As I've understood Seurat properly, in the initial steps, it performs scaling and centering of the data so that your data resembles a normal distribution using the ScaleData()
function. If this is the case, then why does the default test for differential expression have the Wilcoxon test when it is a non-parametric test? would it not be better off to use DESeq2 instead and trust the results from DESeq2?
Please do correct me if i'm going wrong in my understanding anywhere here.
Thank you.

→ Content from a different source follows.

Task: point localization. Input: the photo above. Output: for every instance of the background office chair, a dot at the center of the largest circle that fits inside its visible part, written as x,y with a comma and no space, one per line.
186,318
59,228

Suvi
If you interpret the hundreds of cells you have per sample as replicates, there shouldn't be much need for the sophisticated modelling that DESeq2 does to overcome the typical limitations of bulk RNA-seq data (namely: lack of replicates). A t-test (or, alternatively, Wilcoxon test) usually works fine if you have hundreds of replicates per gene. That being said, DESeq would use the raw read counts, too, not the scaled data.
so which results should i report? the one from Wilcoxon test or from DESeq2? Also the number of differentially expressed genes I get from DESeq2 is way more than the number of genes I get from the Wilcoxon test, so I don't know which ones to trust. i.e. - the genes I'm looking into is gets detected only when I use DESeq2 and not Wilcoxon test. So, I don't know what to do.
in silico there isn't that much you can do at a single-gene level, but if you're interested in just a single gene, I would strongly recommend to look at the expression pattern of your gene of interest in the groups you're comparing. Get an idea of why that gene seems to be borderline DE as it is being missed by one method. That means, looking at both raw counts as well as normalized data may be helpful.
The only way to know whether your gene is biologically important for whatever conditions you're looking at is to set up an appropriate experiment.
I see, thank you for the explanation. My question still remains - which one do i pick for differential expression testing? Wilcoxon test or DESeq2?
My argument would be that it does not matter. It is more important to understand why the tests disagree for your specific gene IMO.
The only way to know that would be by doing what you suggested in your previous comments?
I'm sure there are more ways, but that's how I would start going about it, yes.